2. Click graph icon to see how processes are related to each other.
3. Check checkbox No electronic GO annotations and run query again. Now you see the enrichment analysis that uses only high-confidence gene annotations.
4. Uncheck checkbox Hierarchical sorting to reveal ranking of results by corrected p-value.
5. Scroll all the way down and look at parameters and gene information. In particular, pay attention to unidentified gene symbols. In GBM, the symbols MLL2, MLL3, MLL4 are outdated and should be replaced with current IDs.

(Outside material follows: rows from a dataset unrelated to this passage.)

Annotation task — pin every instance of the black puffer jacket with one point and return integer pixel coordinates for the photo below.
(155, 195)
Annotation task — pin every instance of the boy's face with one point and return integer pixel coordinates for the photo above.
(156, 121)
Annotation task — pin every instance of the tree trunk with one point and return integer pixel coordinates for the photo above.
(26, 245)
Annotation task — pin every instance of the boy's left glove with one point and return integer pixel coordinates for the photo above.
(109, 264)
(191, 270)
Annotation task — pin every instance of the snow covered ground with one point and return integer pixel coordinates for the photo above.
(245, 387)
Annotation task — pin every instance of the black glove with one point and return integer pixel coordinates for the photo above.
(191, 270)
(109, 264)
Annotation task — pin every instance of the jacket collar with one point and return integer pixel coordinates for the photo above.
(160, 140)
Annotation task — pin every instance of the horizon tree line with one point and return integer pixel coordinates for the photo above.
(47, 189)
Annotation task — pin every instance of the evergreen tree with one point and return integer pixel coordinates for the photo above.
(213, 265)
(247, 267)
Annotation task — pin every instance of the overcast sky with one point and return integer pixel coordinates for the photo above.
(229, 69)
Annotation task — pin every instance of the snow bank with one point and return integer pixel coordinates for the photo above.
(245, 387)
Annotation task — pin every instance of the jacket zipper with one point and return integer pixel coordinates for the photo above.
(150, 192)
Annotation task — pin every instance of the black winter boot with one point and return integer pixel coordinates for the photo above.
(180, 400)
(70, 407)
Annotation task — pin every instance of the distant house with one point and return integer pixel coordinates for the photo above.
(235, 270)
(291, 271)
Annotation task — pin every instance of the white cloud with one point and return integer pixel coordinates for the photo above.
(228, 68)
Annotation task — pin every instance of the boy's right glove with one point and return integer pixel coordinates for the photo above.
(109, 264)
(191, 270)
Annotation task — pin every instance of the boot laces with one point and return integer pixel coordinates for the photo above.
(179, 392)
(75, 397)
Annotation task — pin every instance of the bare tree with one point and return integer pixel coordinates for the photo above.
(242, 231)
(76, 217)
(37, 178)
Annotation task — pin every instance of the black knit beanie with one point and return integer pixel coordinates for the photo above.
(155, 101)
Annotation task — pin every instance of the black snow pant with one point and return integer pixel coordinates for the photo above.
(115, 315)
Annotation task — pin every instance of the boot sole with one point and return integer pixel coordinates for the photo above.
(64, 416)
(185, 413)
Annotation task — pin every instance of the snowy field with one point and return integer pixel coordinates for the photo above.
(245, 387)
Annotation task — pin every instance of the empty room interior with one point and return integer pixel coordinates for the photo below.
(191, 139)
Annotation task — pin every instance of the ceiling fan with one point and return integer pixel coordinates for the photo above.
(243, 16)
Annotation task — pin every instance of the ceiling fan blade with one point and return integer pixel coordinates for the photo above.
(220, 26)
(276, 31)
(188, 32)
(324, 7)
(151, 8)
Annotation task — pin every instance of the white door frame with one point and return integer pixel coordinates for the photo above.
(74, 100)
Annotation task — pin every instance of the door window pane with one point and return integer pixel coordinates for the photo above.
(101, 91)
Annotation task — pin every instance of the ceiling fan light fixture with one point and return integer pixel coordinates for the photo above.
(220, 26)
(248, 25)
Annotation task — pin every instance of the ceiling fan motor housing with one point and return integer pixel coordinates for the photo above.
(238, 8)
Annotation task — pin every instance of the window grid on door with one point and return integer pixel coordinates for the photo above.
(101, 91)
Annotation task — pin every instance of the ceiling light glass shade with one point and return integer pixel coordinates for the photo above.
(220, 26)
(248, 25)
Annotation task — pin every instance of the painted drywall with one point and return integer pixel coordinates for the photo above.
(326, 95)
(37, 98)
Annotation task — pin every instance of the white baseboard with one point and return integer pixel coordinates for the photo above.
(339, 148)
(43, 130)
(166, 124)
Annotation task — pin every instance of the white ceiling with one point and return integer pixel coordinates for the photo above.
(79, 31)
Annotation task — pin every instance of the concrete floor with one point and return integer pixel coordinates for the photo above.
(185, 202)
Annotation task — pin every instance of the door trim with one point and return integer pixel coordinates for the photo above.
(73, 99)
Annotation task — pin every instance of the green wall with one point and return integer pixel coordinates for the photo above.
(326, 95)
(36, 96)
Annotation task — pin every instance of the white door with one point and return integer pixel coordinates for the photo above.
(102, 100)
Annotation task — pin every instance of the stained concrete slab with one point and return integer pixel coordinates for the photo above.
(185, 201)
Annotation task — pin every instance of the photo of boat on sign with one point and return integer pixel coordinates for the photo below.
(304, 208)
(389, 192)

For Enrichment Map construction (for next tutorial):

1. Set Output Type to Generic Enrichment Map (TAB).
2. Click on g:Profile to run analysis again.
3. Right-click on Download data in Generic Enrichment Map (GEM) format to save the file.
4. At the bottom of Advanced Options, find Download g:Profiler data as GMT and right-click the link name to save the zip file with gene-set annotations.
5. In the zip file, you will need the file hsapiens.pathways.NAME.gmt.

g:Cocoa – analysis of multiple gene lists:

1. Format your gene lists for g:Cocoa. You can analyse two or more gene lists by placing an identifier for every gene list before the gene list on a separate line:

   > GBM_genes
   PTEN
   TP53
   ...
   > KIRC_genes
   VHL
   PBRM1
   ..
   

2. Paste the gene list into the Multi-query field and click on g:Cocoa to start.

g:Convert – gene ID conversion:

1. Paste gene list into the Query box.
2. In the Target Database list, select the desired type of gene/protein identifiers, for example UNIPROTSWISSPROT. Click Convert IDs to continue.